Location: Houston, TX and Aspen, CO
Marital Status: Single
Education: University of Texas and Wellesley
Texas native Anne Farish, found herself a widow in 1956. “I was really a pioneer in some ways,” she told FOF. “I moved to Aspen with my three children under five in 1958.” There, she fell in with the eclectic group of artists who helped turn Aspen into a cultural center. Since 1980, she has split her time between the snowy hamlet and a home in Houston, but at 79, she still hits the slopes every chance she gets.
What made you choose Aspen?
I came out here to ski and I just fell in love with the place; the tiny town, the music school, and the maverick people. There was a very unusual group of people in Aspen that had come here in the ’50s.
Did you go to college?
I got engaged when I was 17 but my father asked me to please go to college for one year. He wanted me to go to Sweet Briar—not Wellesley. You know, Sweet Briar just had the ring of nice, southern gentility. He did not see the value of an intellectual woman. But I loved Wellesley. There was a very broad range of people and I was excited by it. After I got married my husband and I went to the University of Texas for another year and a half.
Tell me about your style.
When I left Texas, I happily dropped the formalities of my life there—my country club and the Junior League. From then on I really didn’t pay attention to style other than skiwear and hiking clothes and very casual, sporty things.
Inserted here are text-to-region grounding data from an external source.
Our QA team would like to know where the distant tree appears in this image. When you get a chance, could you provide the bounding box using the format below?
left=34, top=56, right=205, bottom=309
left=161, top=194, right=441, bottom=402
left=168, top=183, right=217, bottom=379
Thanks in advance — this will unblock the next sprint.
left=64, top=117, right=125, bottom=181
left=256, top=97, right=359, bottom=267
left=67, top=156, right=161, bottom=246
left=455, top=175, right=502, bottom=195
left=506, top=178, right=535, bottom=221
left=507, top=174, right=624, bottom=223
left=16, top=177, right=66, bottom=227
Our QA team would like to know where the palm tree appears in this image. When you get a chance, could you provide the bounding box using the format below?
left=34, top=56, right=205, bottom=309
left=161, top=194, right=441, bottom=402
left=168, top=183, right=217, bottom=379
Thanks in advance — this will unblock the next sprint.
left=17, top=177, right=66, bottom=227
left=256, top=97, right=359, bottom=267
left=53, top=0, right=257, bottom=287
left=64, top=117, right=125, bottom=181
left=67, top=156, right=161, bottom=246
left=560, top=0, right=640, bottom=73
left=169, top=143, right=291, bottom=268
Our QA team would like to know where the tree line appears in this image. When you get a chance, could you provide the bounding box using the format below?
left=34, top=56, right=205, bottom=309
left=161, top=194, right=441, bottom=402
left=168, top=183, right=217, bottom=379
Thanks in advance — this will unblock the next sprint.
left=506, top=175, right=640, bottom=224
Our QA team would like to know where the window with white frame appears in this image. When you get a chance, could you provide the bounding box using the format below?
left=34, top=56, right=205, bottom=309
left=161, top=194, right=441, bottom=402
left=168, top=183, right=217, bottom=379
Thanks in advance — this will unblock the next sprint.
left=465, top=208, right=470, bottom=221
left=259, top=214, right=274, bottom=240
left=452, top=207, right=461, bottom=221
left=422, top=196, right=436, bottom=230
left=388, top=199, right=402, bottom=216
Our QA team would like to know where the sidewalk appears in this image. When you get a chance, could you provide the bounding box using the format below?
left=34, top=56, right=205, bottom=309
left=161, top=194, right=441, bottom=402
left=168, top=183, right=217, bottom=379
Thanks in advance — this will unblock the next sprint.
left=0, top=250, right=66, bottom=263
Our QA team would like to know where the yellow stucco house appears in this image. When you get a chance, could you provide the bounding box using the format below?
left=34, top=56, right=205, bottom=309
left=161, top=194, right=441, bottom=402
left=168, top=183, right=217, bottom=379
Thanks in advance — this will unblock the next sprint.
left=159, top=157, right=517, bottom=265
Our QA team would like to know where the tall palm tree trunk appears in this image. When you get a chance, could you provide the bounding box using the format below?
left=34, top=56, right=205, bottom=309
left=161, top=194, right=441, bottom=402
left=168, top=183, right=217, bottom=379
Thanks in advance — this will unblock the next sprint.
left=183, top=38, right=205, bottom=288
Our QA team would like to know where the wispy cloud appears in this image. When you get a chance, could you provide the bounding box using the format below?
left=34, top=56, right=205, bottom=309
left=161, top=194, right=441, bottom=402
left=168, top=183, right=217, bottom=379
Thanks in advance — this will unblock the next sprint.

Why do you like shopping at Tootsie’s?
What changed my whole fashion modus is a woman who works at Tootsie’s – Edna Robins. She is excellent at putting a fashion spin on everyday clothes. She helps me look a little bit less like my country club age group.
What designers did you love when you were younger?
In the sixties, when Adolfo was at his height, I went to New York fairly regularly and I wore his clothes. You know, the rich hippie look. Great big felt skirts with paillettes and big sleeves on the blouses. They’ were so beautiful and unique. I would love to wear them today.
Has age changed your style?
I don’t wear sleeveless dresses anymore, that’s a given. I keep the lengths of my skirts within reason. Not that my legs are too terrible.
Which designers do you wear?
Rena Lange is my favorite. This year I ordered a few things from Michael Kors.
Who are your style icons?
Recently I met Gloria Vanderbilt at function at The Metropolitan Museum, and I thought she was drop dead chic. Simple, elegant and unique. And I like the direction that Mrs. Obama has gone with her fashion. It looks more like regular mothers. I think First Ladies should have some special dignity, and she has that too.
What’s your beauty routine?
It’s very old timey. I have very fine, straight hair and I wear it pulled back in a ponytail. I don’t like it just slick straight, so I sit under the dryer for an hour once a week.
Do you have a spa that you like?
I get facials at Smooth Skin in Houston. The name’s enough to make you go.
Who inspires you?
I’m very inspired that we elected a black president. That makes me feel good; that we’re trying to give everybody a fair chance and we’re acknowledging that we haven’t always.
What’s your passion project?
I really sympathize with the mistreatment of animals. I’m very interested in birds and dogs and horses; all the animal charities. I had one trip to Africa. I thought it was glorious. I would love to just walk around like Meryl Streep in those khaki clothes and live in a glorious tent.
Do you have a favorite restaurant in Aspen and in Houston?
Cache Cache is one I like a lot. It’s American with a French feel. Most people in Aspen give it our top honors.
What do you do for exercise?
Pilates. I’ve done it for probably 30 years, in New York, Aspen—everywhere. I worked originally with Ron Fletcher and he worked with Joseph Pilates. He still alive, about 88, still traveling around the world spreading the message.
Do you still ski?
I am happy to still be skiing. One of the reasons I take my health so seriously is so I can enjoy the things I love.
How do you know the Bushes?
They were neighbors of mine in Midland. There wasn’t much going on in Midland, Texas in 1950. Our fun was going on Sunday afternoon to swim in the Veteran’s Administration swimming pool, and Saturday night we’d go out and watch them play donkey baseball. There was nothing, absolutely nothing.
How did you know Slim Aarons?
He was sent to Aspen to photograph people for his book, The Beautiful Life. He chose to photograph me, I think, because I had a Victorian house that was not done in Victorian furnishings. I had had a decorator from New York help me.
What’s your biggest indulgence?
Going to Aspen and enjoying nature. And my home in Aspen is an indulgence. After my children left I sold the Victorian and I bought this big piece of property; it felt like it was in the country but I could get to town on a bicycle or by foot. I built an eclectic, contemporary house—very simple architecture. It’s a very comfortable space for me. And I’m alone quite a bit.
Do you like being alone?
Yes. I require it. Particularly so, now that I’m deaf. I don’t really want to be with just anybody anymore. It’s gotta mean something or else I’d just as soon be alone—happy to be here and enjoy my view and the comforts that I have created.